Turpitudes

Dans leur civilité, les Marocaines et les Marocains répondent aux diffamateurs, dénigreurs et autres médisants par «que l’on puisse avoir votre figure», ou en plus fort, «que l’anathème soit sur l’éhonté». Ce mouvement où la turpitude est pratiquée est devenu plus qu’important par l’usage des réseaux sociaux malgré la fracture numérique dans notre pays. La liberté d’expression se trouve parasitée alors que le débat perd de sa clairvoyance.

Au sein même des organisations partisanes, on retrouve beaucoup plus que par le passé cet usage inconsidéré à la controverse. Vouloir être audible par sa nuisance est une technique ancestrale dans le champ partisan. Ainsi, le recours à commenter toute procédure s’inscrit dans une situation de blocage. Le maintien du statu quo est ainsi recherché pour cacher les insuffisances des uns dans l’action alors que les autres ne peuvent pas se faire piéger par l’attentisme et l’immobilisme.

Dilemme forcé par l’ouverture sur celles et ceux qui veulent s’inscrire dans le changement. De par ce fait, ne pas pouvoir emporter la conviction devient une certitude chez une minorité, d’autant plus relique que vieillissante. Elle développe aisément une capacité à manifester un désaccord beaucoup plus qu’à faire évoluer un accord. Renouveler la controverse à chaque occasion devient une gymnastique ludique jusqu’à son aboutissement par le conflit. La démocratie interne ne s’en sort pas renforcée. Elle s’égratigne à chaque «bras de fer» et donne à ceux qui maîtrisent le rapport de force l’occasion d’en découdre sans pour autant que la maitrise de l’évolution organisationnelle ne soit discutée.

Cela conduit subrepticement à la violence verbale voire à l’ostracisme et à l’exclusion organisationnelle de fait. Cet enchaînement malsain trouve un écho, aussi insignifiant soit-il, auprès de la plèbe avide de potins sur les puissants du jour. L’amalgame aidant, la confusion est ainsi agencée pour que l’abêtissement s’accentue et que la conscientisation soit reléguée à un point de la feuille de route jadis établie. A l’esprit partisan éclairé se substitue un esprit clanique prêt à une guerre des tranchées démobilisatrice et destructrice. C’est le temps des transitions qui le veut.

Seule la clarification est aseptique contre la turpitude. Elle permet l’explication et l’enthousiasme, l’ajustement quand il le faut et le respect de la discipline statutaire. La terre est vaste, disait l’autre à juste titre sans pour autant arriver à juguler les déperditions. L’usage de cet aphorisme pertinent semble inadéquat à grande échelle alors qu’il reste de salubrité partisane devant les adeptes du refus attitrés. S’il est démontré que «ta religion est tienne et que ma religion est mienne», la coexistence des «chcha» et des «rra» ne peut aboutir qu’à des turpitudes.

Si la vérité est unique, elle est ressentie différemment par chacun de nous en fonction du contexte de son expression.
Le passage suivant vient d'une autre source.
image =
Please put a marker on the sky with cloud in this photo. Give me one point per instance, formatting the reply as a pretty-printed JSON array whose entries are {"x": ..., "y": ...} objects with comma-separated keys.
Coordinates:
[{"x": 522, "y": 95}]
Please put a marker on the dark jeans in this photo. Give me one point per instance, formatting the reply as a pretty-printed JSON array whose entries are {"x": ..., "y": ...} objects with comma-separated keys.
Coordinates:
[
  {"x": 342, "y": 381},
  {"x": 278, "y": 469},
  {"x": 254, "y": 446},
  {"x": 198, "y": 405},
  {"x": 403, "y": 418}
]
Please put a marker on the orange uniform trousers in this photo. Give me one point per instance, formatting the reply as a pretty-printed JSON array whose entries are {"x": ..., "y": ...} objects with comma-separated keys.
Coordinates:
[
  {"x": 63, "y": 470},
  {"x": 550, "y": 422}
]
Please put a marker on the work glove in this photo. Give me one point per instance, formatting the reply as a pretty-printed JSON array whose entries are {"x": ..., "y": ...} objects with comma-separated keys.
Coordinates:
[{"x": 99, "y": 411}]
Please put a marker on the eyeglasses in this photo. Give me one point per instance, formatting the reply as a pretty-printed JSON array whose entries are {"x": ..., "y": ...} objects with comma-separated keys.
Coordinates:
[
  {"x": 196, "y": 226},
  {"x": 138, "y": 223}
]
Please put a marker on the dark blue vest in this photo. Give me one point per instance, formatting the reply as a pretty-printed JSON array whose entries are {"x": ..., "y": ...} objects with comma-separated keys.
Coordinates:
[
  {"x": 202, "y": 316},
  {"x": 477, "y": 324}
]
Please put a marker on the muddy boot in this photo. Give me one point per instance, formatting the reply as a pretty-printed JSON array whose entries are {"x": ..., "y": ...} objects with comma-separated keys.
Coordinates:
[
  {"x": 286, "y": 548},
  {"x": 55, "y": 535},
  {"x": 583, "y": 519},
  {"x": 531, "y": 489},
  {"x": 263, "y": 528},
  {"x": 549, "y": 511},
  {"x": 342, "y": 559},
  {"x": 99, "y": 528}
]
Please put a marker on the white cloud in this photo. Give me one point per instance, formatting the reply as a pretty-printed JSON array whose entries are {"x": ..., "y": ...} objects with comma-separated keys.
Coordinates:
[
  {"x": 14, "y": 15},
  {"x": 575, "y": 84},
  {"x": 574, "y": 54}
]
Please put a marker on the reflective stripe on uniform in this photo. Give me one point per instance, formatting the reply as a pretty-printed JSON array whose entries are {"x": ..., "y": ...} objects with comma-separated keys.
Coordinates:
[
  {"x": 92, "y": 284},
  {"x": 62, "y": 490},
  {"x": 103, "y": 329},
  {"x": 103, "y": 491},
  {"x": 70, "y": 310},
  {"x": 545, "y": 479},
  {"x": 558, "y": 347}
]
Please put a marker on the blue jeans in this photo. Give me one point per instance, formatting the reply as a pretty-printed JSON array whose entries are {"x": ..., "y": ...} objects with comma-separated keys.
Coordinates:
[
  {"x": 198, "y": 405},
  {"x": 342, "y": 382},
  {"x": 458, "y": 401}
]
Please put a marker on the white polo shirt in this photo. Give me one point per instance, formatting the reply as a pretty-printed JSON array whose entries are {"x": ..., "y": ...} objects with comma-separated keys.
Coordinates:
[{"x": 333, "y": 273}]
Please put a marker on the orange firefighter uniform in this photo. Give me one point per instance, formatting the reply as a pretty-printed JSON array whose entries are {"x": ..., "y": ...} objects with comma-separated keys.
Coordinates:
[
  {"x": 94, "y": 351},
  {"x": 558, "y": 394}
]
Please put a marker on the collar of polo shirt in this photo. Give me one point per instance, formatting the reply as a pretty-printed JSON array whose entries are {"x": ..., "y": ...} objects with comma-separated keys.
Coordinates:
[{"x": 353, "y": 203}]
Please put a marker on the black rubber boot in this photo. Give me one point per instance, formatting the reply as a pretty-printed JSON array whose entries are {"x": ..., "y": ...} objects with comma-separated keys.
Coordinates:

La turpitude est multiple et son ressentiment est unique. La bonne foi ne peut être de mise quand cette bassesse devient récurrente. Le mal qu’elle occasionne est terriblement présent malgré sa dilution à travers sa diffusion. La subjectivité affirmée dont elle se pare, choque et use de «sa frappe en pleurant tout en prenant l’initiative à dénoncer l’injuste».

L’engagement partisan dans notre société a évolué autant que le besoin de «faire de la politique» s’est fait sentir par la récurrence des élections et l’accès à la gestion des affaires publiques. Il ne peut être laissé au hasard sans encadrement, sans formation à la politique, au risque d’invalider la sincérité dans l’esprit des partisans. C’est une normalité constitutionnelle et une nécessité organisationnelle que de permettre à celles et à ceux qui veulent changer le monde par leur engagement de ne pas se faire changer par les turpitudes du monde. La rédemption des fautes ne peut se faire sans autocritique à moins que la vanité et l’orgueil l’emportent sur la raison. C’est la base d’une assise durable où le collectif est plus important que l’autoritarisme légitimé, fut-il éclairé et charismatique.